- Summary
- Videotape testimony of Ruth G., who was born in Berlin, Germany in 1922. She recalls a happy childhood in an assimilated family; increasing antisemitism after 1933; expulsion from public school; a prohibition against her father treating non-Jews (he was a physician); little impact from Kristallnacht (they did not live in a Jewish area); impoverishment; having to move; assistance from her father's former patients; studying nursing; forced labor in a munitions factory beginning in October 1941; her brother's forced labor for Siemens; going into hiding in January 1943; moving several times; assistance from non-Jews, including a Spanish diplomat and a Wehrmacht officer; posing as a non-Jew; working as a nanny and a domestic; her brother and future husband being hidden by non-Jews in a factory; joining them in December 1944 with her mother and friend; Allied bombings; liberation by Soviet troops on April 26, 1945; reunion with her father (he hid elsewhere); marriage in October; and emigration to the United States from Bremerhaven in May 1946. She discusses her father's false sense of security as a veteran; recognition of their rescuers by Yad Vashem; sharing her experiences with her children; and visiting Germany with them.

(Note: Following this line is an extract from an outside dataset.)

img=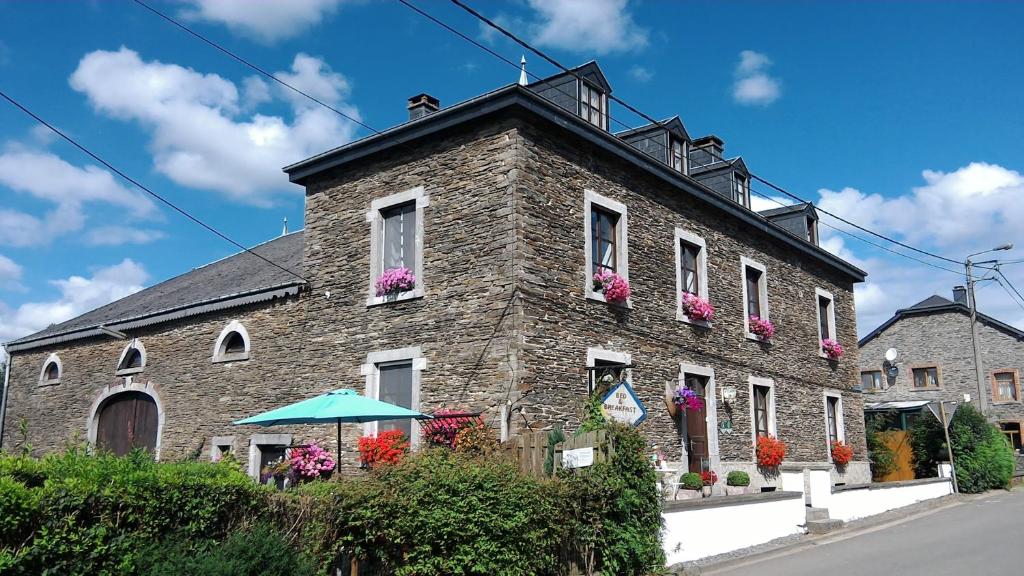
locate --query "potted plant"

She shows photographs.
- Author/Creator
- G., Ruth, 1922-
- Published
- New York, N.Y. : A Living Memorial to the Holocaust-Museum of Jewish Heritage, 1991
- Interview Date
- January 24, 1991.
- Locale
- Germany
Berlin (Germany)
Bremerhaven (Germany)
- Cite As
- Ruth G. Holocaust Testimony (HVT-1763). Fortunoff Video Archive for Holocaust Testimonies, Yale University Library.
- Other Authors/Editors
- Pery, Jaschael, interviewer.
- Notes
-
Associated material: Bruno G. Holocaust testimony [husband] (HVT-1764), Fortunoff Video Archive for Holocaust Testimonies, Yale University Library.